What Are Some Good Team Building Activities for a Distributed Team?

Being able to gather everyone together at an annual summit is definitely great, although not always possible for smaller distributed teams.

How do we ensure that we remain bonded as we establish a solid team?

Here are several activities that we incorporate into our workflow:

1. Regular group chats – We have a weekly Monday kick-off chat discussing the weekly goals and agenda, as well as team wins and accomplishments we’ve done (sponsoring events, acquiring products, landing mentions, and the like). We ask a few general offtopic questions as well such as “What is the best article you’ve read last week?” or “Share a photo from your weekend!”

2. The offtopic channel – We have a few channels actually, but one of them is entirely focused on YouTube videos, GIFs, memes, and all sorts of offtopic activities that folks want to share with the team. It’s a small effort that often results in fun conversations (resembling the water cooler effect).

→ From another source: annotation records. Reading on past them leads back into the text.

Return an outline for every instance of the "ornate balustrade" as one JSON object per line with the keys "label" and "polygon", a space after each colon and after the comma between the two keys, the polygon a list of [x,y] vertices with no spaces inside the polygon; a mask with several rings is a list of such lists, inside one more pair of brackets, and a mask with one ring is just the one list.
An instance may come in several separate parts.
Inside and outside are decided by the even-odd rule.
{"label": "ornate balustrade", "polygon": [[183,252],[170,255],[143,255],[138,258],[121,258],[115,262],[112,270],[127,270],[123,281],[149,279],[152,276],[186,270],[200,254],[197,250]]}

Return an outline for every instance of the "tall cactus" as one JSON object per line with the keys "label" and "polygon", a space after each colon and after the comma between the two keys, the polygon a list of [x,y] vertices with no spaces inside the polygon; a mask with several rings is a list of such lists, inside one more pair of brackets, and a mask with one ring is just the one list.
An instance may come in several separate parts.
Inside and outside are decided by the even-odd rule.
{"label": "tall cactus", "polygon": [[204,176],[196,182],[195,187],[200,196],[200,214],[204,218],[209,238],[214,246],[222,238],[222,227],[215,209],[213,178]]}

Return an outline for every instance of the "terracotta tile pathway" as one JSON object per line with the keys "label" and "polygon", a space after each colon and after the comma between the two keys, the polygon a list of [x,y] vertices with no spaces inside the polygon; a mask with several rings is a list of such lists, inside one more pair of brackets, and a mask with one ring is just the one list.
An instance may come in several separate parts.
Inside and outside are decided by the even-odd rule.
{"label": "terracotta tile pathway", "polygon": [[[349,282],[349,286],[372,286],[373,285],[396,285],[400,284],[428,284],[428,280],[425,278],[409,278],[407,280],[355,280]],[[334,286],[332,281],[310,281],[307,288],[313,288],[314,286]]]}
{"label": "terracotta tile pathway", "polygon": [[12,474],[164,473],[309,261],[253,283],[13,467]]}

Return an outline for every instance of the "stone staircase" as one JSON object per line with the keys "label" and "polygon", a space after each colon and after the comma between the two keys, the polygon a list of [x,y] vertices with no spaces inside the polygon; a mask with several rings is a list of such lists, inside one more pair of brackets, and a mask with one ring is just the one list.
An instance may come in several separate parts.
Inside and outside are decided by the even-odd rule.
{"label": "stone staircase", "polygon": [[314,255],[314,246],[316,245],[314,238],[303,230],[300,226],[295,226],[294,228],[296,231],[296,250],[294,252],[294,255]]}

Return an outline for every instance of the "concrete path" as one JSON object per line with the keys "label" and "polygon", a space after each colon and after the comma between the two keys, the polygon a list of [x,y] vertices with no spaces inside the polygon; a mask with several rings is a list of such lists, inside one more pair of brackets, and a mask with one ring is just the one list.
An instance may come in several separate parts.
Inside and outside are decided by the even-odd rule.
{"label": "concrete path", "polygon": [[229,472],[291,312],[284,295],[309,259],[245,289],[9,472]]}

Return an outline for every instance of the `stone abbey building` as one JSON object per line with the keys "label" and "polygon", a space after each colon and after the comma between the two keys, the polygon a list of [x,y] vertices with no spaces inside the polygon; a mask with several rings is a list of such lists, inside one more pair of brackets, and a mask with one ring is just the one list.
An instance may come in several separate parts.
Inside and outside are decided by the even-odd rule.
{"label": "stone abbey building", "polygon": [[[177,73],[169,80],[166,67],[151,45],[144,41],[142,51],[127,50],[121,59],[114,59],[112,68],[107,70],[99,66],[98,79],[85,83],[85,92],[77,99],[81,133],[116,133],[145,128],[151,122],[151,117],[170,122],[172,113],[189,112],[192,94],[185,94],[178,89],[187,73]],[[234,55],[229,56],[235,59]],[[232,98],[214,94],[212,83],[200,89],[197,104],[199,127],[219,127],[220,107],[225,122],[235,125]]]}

3. Online gaming – Some of our team members play Counter-Strike, WoW, and League of Legends. They announce a gaming evening in the group chats and gather other folks who can join the crew and participate as well.

Even if you’re not a pro gamer, playing a game of chess with a colleague or an online pool game is a fun way to spend your evening or a weekend.

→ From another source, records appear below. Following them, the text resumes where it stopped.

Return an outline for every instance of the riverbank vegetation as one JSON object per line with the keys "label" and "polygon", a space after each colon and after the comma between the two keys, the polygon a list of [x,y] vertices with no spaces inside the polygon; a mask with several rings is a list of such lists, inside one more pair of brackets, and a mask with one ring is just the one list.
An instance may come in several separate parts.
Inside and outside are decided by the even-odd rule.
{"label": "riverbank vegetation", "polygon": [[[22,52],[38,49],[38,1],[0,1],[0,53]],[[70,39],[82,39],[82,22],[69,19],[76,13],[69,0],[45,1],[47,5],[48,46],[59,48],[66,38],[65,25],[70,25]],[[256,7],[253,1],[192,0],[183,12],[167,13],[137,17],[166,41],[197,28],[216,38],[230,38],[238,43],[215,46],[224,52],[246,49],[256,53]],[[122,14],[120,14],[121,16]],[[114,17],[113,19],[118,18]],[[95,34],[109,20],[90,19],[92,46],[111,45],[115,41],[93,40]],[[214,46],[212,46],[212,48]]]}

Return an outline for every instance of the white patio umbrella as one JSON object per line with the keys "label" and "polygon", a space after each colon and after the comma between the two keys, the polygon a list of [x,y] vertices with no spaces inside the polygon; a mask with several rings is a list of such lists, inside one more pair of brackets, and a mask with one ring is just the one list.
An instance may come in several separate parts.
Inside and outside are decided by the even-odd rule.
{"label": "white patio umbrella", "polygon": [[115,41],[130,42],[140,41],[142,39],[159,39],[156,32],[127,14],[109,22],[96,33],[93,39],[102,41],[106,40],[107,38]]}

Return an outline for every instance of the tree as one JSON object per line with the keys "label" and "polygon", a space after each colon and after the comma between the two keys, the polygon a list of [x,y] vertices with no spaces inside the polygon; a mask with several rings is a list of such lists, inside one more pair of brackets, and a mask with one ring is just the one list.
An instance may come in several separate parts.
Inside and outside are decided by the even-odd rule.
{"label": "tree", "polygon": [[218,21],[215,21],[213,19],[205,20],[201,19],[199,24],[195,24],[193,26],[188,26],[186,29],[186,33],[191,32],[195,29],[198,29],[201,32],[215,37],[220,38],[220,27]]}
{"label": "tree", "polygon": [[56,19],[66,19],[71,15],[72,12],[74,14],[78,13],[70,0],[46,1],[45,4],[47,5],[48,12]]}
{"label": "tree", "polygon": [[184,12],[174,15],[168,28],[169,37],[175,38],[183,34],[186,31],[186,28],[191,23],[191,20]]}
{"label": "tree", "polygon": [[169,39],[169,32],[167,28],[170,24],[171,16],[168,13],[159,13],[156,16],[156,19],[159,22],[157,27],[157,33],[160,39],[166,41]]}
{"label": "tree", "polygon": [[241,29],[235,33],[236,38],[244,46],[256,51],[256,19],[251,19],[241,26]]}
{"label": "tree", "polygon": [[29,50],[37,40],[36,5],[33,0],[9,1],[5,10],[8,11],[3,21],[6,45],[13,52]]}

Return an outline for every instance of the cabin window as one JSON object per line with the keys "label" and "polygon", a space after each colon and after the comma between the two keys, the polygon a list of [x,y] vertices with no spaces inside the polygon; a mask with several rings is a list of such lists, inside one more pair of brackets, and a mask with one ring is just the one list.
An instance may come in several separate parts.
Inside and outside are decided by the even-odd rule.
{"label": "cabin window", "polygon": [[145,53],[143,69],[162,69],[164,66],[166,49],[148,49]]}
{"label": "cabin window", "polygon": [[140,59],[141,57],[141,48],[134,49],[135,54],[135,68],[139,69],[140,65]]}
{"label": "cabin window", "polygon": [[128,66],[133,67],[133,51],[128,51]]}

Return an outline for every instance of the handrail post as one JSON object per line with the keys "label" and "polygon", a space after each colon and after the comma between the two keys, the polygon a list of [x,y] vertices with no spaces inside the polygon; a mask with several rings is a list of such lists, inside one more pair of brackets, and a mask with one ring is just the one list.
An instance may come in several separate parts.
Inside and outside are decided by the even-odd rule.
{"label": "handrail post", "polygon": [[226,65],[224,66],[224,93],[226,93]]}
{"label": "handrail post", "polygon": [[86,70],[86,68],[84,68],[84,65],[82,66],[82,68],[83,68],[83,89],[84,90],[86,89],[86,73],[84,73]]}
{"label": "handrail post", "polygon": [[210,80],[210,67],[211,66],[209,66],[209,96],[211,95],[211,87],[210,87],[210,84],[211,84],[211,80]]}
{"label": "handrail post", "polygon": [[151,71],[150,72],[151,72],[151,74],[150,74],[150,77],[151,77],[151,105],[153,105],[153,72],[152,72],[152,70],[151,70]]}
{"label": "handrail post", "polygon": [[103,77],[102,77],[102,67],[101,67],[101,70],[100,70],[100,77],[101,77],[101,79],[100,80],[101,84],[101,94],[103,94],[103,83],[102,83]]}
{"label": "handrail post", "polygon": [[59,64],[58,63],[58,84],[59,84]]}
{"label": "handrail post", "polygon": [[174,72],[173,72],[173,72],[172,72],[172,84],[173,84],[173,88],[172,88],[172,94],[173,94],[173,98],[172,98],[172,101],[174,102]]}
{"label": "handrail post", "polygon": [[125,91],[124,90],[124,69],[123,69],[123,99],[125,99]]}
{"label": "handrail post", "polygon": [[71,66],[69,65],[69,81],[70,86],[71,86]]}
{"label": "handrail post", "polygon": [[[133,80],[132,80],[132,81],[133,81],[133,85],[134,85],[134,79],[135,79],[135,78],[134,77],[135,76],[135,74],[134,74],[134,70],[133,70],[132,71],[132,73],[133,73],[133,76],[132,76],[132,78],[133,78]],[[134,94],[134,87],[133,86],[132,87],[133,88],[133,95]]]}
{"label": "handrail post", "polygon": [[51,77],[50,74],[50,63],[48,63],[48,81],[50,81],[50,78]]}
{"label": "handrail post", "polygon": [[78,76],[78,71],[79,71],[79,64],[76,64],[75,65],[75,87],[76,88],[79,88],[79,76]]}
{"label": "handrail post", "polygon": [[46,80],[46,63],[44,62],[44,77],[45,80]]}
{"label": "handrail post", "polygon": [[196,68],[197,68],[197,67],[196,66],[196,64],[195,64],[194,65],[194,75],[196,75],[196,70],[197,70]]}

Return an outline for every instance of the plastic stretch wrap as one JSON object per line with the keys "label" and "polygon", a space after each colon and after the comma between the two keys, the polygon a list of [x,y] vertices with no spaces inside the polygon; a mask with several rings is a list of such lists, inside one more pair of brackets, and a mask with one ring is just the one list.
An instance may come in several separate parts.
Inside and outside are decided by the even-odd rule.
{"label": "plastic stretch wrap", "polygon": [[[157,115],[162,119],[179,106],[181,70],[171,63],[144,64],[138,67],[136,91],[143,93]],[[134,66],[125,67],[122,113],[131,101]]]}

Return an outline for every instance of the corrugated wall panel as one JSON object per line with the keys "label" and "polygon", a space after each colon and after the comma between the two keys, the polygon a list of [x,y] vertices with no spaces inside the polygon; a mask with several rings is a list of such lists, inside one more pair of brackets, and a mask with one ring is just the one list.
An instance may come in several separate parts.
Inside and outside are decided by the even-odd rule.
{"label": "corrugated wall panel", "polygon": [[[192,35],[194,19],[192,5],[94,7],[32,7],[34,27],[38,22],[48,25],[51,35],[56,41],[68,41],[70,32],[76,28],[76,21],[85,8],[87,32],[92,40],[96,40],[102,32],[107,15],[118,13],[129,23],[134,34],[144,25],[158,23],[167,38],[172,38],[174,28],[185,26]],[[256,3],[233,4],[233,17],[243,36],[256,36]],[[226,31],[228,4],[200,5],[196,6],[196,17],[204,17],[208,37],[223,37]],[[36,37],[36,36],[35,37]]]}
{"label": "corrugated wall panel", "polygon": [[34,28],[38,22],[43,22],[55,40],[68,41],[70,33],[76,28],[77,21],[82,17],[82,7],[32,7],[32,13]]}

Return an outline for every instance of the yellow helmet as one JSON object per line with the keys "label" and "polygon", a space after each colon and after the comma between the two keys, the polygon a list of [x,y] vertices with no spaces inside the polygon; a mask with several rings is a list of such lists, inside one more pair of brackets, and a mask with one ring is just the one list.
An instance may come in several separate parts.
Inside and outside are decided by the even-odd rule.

4. Team contests – Sometimes, we run regular contests within the team for the best photo of a team member, the best article submitted in a guest blog, a social media status that generated some impact, or a volunteering activity.

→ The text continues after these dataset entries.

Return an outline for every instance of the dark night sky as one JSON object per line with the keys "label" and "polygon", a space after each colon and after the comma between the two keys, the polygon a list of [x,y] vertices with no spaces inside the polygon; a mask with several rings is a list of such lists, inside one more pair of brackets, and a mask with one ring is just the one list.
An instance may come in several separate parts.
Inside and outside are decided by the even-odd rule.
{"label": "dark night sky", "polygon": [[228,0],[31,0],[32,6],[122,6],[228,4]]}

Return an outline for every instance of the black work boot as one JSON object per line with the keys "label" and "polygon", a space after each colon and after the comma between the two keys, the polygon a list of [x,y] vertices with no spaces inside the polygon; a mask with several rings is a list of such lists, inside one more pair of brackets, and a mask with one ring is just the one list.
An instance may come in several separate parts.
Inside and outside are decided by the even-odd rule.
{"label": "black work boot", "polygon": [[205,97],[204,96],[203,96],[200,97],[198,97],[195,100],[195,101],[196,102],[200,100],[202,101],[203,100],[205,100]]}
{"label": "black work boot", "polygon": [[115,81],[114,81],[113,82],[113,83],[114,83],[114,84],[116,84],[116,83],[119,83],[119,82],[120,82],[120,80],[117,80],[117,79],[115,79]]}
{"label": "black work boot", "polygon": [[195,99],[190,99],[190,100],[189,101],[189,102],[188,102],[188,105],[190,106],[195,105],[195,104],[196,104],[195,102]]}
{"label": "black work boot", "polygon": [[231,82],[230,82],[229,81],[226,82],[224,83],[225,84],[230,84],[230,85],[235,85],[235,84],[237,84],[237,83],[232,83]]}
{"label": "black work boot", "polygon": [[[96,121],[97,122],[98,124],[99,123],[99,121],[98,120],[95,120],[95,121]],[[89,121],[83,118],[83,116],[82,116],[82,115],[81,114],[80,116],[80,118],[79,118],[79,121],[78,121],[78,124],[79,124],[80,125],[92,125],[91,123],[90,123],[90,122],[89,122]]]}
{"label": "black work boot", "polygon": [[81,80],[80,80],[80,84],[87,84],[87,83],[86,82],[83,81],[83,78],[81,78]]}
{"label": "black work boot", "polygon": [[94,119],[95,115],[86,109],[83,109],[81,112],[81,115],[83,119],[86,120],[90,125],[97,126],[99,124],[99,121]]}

Other challenges may include gym activities or other sports accomplishments whenever several members are involved in the same type of activity.

5. Success stories – Another channel that we maintain internally. People can showcase a portfolio project of theirs (or a pet assignment), take a certificate, landing a mention in an industry magazine, or even personal wins they had with their family.

6. Group branding activities – We interact with each other on social media, sharing our statuses across each one’s network, commenting on random stories on Facebook, and the like. As long as people are willing to engage with colleagues, that works quite well.

Plus, we got several teammates sending a short video for Christmas bundled into a clip featured on our channels!

7. Shared learning – We do fund online courses or pay for books and other resources for training. Sometimes, several folks want to enroll in the same program and study together. They may present a summary of their course to the team or take on a project that lets them practice their skills.

8. Regular workshops – Different team members suggest workshops for the company. We’ve had several technical courses for the dev team, a branding workshop, and a business program for evaluating client requirements. Everyone is welcome to suggest a topic they want to discuss and involve other folks who can chime in and share their experiences.

9. Pet projects – Team members can work on some side projects which could be integrated into a real-world application. Or, work together on a side activity that gets promoted through our brand.

Some of our colleagues have built simple (or more complicated) sites for an internal social media network, a documentation repository, a password management system, or other tools that we could use. They become project maintainers and can use company resources for extra help.

10. Local events – Even if people are dispersed across the world, some of them live in the same country (or relatively close). We sponsor WordCamps, meetups, and other industry and networking events and often pay for flights and accommodation whenever possible.

Some team members have even met up at conferences for the first time and kept in touch after the event.